Swedish Prime Minister Magdalena Andersson announced her party’s support for the country to apply to join NATO.
"We Social Democrats consider that the best for Sweden and the Swedish people’s security is that we join NATO. This is a decision that we have made after very careful consideration," Andersson said during a press conference on Sunday.
Andersson noted this decision reverses a stance the country has taken for 200 years, leaving "a political line of security policies that we have had in different shapes and forms."
"For us Social Democrats, the military non-alliance policy has served us well. But our analysis shows that it will not serve us as well in the future," Andersson said. "This is not a decision that we have taken lightly."
The prime minister said the country must "adapt to reality" and make decisions based on the current climate.
"It is very clear that there is a before and after the 24th of February 2022. Europe, Sweden and the Swedish people are living in a new, dangerous reality. The European security order that Sweden has based its security policies on for centuries, that is now under attack,” Andersson said.
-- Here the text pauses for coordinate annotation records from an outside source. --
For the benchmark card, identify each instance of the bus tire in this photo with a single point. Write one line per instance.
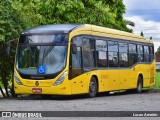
(92, 88)
(139, 85)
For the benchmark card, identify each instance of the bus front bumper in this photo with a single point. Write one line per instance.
(52, 90)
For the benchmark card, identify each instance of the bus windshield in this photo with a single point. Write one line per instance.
(30, 57)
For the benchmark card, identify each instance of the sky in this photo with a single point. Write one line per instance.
(146, 16)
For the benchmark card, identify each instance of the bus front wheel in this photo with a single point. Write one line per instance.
(139, 85)
(92, 88)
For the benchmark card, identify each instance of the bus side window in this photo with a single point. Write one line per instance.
(133, 57)
(140, 53)
(101, 51)
(123, 55)
(113, 53)
(146, 53)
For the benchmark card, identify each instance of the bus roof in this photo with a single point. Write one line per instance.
(95, 30)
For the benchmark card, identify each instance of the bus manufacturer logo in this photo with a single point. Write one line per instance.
(37, 83)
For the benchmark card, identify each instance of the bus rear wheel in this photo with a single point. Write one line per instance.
(139, 85)
(92, 88)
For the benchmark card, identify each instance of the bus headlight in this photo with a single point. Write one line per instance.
(17, 79)
(61, 79)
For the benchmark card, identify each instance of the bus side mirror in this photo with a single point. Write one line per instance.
(74, 48)
(8, 50)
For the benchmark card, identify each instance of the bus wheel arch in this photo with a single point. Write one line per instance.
(93, 86)
(139, 83)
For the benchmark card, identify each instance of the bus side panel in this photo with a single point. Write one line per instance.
(113, 79)
(152, 73)
(80, 84)
(103, 80)
(124, 81)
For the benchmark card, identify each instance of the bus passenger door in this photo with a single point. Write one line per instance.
(76, 75)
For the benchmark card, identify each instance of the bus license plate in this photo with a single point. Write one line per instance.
(36, 90)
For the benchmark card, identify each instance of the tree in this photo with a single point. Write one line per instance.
(142, 34)
(17, 15)
(107, 13)
(158, 50)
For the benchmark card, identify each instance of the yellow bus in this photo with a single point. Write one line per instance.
(70, 59)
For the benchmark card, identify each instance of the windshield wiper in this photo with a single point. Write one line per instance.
(46, 52)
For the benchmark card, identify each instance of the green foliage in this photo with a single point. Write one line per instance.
(108, 13)
(17, 15)
(158, 50)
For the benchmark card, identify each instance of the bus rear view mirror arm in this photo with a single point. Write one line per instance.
(74, 48)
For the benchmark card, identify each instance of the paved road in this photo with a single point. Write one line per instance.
(146, 101)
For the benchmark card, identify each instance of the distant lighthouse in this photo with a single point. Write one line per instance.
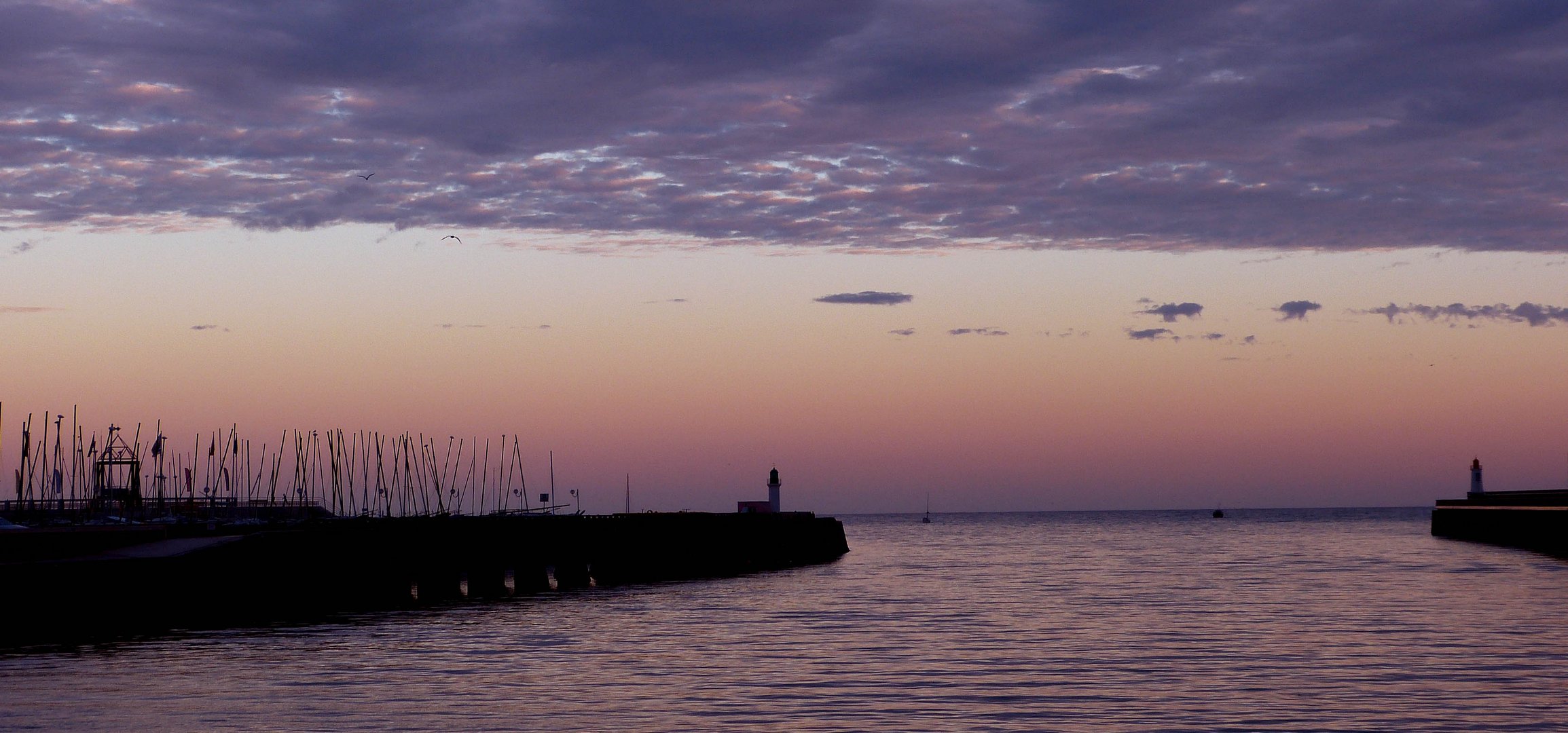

This expected announcement follows suit after Finland announced Sunday its decision to apply to join NATO, after both countries have previously refrained from joining for historic and geopolitical reasons.
Earlier on Sunday, Sweden's Social Democratic Party had released a statement on its website saying it has decided the country should work toward a Swedish application to join NATO.
The statement continues to say that the party should, in case the application is granted by NATO, work to state unilateral conditions against the placement of nuclear weapons and permanent bases on Swedish territory.
Swedish Foreign Minister Ann Linde called it "a historic decision" in a tweet.
Earlier Sunday, NATO Secretary General Jens Stoltenberg said that "NATO's door is open" to Sweden and Finland.